Pulling together these activities produces a more complete picture of potential biomarkers, drug targets, and patients who might benefit from certain treatments, explained Kerr, who has a longstanding interest in translational oncology.
"The integration of all of their toolboxes lends huge power to it," Kerr said. "Linking [multiomics data] with very clever bioinformatics and mathematical analysis of the data seems to be the way ahead."
While Kerr has been in cancer research for decades and has built up his own network of colleagues and collaborators, he said that the Indivumed network has helped him bring new people into the world of translational cancer medicine. He said that using tissue biology to improve the matching of patients to treatments is "the basis of precision cancer medicine."
With its full-fledged bioinformatics platform now on the market, Indivumed will now be looking to license compounds it develops through its pharma subsidiaries to larger drug companies and to enter into codevelopment deals to advance its findings to clinical trials, according to Juhl.
"In the long term, we also expect … to go into clinical trials with this [Onco AI-Med] network as well, so that we can also support the clinical development and accelerate it," Juhl said. Onco AI-Med also could give the company a foothold in molecular diagnostics because the alliance returns multiomic test results to patients, he added.
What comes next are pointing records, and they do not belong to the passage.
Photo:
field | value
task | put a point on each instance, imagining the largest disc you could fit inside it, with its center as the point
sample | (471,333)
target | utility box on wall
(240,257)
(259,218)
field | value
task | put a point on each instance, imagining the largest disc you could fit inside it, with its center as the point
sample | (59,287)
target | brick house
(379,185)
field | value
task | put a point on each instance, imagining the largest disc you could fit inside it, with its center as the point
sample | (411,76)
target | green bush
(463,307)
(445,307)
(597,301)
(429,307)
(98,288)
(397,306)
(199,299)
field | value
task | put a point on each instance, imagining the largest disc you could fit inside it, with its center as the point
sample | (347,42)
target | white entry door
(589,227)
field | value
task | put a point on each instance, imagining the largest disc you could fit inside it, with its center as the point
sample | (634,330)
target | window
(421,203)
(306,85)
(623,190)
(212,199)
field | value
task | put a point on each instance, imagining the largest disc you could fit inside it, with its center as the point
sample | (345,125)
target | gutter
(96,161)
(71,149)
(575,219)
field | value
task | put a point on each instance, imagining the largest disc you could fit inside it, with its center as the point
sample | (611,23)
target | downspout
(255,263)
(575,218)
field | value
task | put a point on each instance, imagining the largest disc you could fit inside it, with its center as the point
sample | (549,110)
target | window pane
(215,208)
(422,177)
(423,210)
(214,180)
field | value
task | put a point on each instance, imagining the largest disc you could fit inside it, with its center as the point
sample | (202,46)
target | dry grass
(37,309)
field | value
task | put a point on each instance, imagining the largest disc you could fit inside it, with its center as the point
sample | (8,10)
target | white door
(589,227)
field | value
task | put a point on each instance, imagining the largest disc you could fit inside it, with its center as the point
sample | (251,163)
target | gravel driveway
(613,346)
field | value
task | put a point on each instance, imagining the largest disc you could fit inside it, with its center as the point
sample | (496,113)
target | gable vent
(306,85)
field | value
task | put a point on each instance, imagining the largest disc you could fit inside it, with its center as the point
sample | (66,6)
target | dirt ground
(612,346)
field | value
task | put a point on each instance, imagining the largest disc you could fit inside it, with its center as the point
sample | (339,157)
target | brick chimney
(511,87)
"This is still research, that's for sure," Juhl said. "But we do it with clinicians already with the hope that this is a new diagnostic approach, which you can say is a more systems biology approach [to] understanding diseases."
Juhl said that the Onco AI-Med network will be a vehicle for distributing the firm's reference database. "The long-term vision of the company is to have this reference database, which you then can utilize to give directions to patients and better therapies," he said.
Indivumed has received some undisclosed private funding since the European Investment Bank loan, and Juhl said that the firm is in negotiations for new investment.
"We [are turning] Indivumed, which is a platform technology, this development analytics platform, into a biotech drug development company," Juhl said.